A Conde não agrada muito voltar à atividade de detetive – atualmente ele tenta sobreviver comprando e revendendo livros raros. Mas o saudosismo dos velhos tempos e a invocação, feita por Boby, da memória da amizade antiga, o convence, e ele resolve que vai tentar encontrar o criminoso, conhecido por Rayel, e principalmente a imagem religiosa de uma Nossa Senhora negra, segurando um Jesus Cristo também negro nos braços

Padura segue quase à risca as convenções do gênero policial, apesar não construir nenhum triller agitado e cheio ação. Mas o essencial de sua obra vai muito além disso. Ele descreve o estado de decadência e transformação econômica da ilha, com o surgimento de vários segmentos sociais, a começar por aquele composto por Boby e seu círculo de revendedores de arte, que fazem do drible às regras uma especialização, nem sempre legal ou ética – o que, nesse caso, acaba proporcionando a dissipação do patrimônio artístico e cultural cubano em favor de países estrangeiros.

Novos ricos

Além disso, Conde descobre, surpreso, em meio à sua investigação, que cresce nas periferias de Havana o que havia sido extinto por décadas: a miséria das famílias que vêm do interior do país buscar melhores condições de sobrevivência e se instalam em locais muito parecidos com as nossas favelas.
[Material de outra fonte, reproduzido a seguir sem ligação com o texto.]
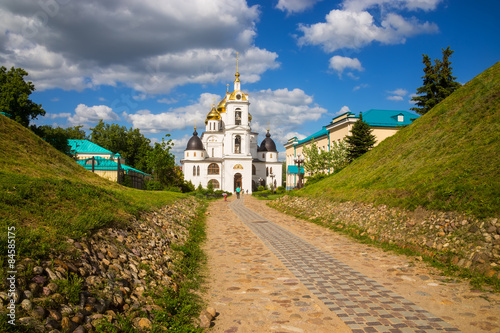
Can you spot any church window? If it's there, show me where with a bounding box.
[234,135,241,154]
[208,163,219,175]
[208,179,220,190]
[234,109,241,125]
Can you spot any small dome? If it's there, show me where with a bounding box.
[217,94,228,114]
[259,130,278,152]
[186,127,204,150]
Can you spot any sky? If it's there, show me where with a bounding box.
[0,0,500,160]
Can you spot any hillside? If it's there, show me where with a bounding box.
[0,115,184,258]
[297,63,500,217]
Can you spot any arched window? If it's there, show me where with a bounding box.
[234,109,241,125]
[208,179,220,190]
[208,163,219,175]
[234,135,241,154]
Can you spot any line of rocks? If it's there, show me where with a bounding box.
[0,198,200,333]
[270,196,500,278]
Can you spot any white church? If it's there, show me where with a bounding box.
[180,56,282,193]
Por fim, também surgiram os novos-ricos, trazidos pela abertura econômica, que vivem em um mundo à parte de abundância e sofisticação.
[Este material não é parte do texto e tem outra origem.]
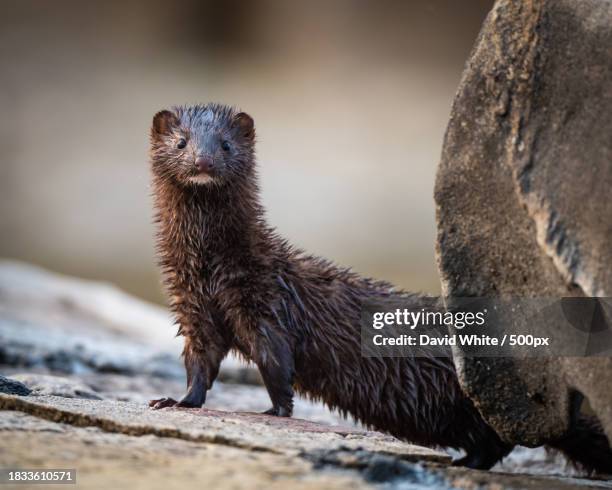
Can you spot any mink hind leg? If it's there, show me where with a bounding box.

E onde se situa Conde em meio a tudo isso? Junto a seus amigos, ele faz parte da geração que cresceu após a revolução, acreditou em seus ideais e até experimentou um momento histórico em que a desigualdade social foi equacionada e todos tiveram oportunidades semelhantes. Mas as graduais decepções com a falta de liberdade, e a posterior crise dos anos 1990, levou-os a viver a desilusão de verem seus sonhos pessoais e coletivos naufragados, mesmo que tenham se recusado a tentar sair país, devido a um sentimento de pertencimento talvez insuperável. O interessante é ver tudo isso narrado “de dentro” e não a partir do “Fla-Flu” que virou boa parte da política ocidental.

Capítulos históricos

Mas a cereja do bolo, na verdade, é que Padura intercala a investigação detetivesca com capítulos históricos, nos quais se conta qual teria sido a origem da imagem da Virgem negra, muito mais antiga e valiosa do que Boby quer fazer crer a princípio. Assim, o leitor é levado pela derrota das Cruzadas, pela queda dos Reinos Cristãos do Oriente, passando pela derrocada da Ordem dos Templários, pela Guerra Catalã (século XV) e pela Guerra Civil Espanhola (1936-1939) – tudo construído por uma cuidadosa pesquisa, além de interessantes e significativos personagens

Ao contrário de serem protagonistas de suas próprias vidas, os personagens de A Transparência do Tempo parecem seres que se debatem entre as opções muito restritas que lhes são dadas. Isso acontece ora devido às condições e comoções históricas, ora pela origem social dessas pessoas, ora pelas muitas mitologias – religiosas ou não – que inventamos ao longo dos tempos e que, em vez de servirem para nos humanizar (a condição humana é uma construção social e histórica), nos aprisiona com tanta frequência.

Mário Conde

O herói Mário Conde se acabrunha não só com a velhice, mas também com o que ela traz de compreensão de tudo isso. E ainda pela possibilidade de perda, cada vez mais iminente, do pouco de satisfatório que construiu ao longo da vida: o círculo social com os indefectíveis amigos Magro Carlos, Coelho e Candito, e a mulher que, ele não entende muito bem por quê, o atura já há 20 anos. Tratam-se todos de personagens que reaparecem em quase todos os livros de Padura que têm Conde como protagonista.

A Transparência do Tempo é um romance de espectro amplo, por mesclar descrição social e pesquisa histórica; por misturar um gênero literário pop, como o policial, com certas reflexões políticas e filosóficas instigantes; e por combinar a empatia com os homens e mulheres presentes com uma fina percepção da “transparência do tempo”: tanto no que ele expressa de repetição dos erros humanos, como na sua capacidade de, inexoravelmente, tirar tudo o que temos de mais precioso. Trata-se de Padura em grande estilo e de um romance imperdível.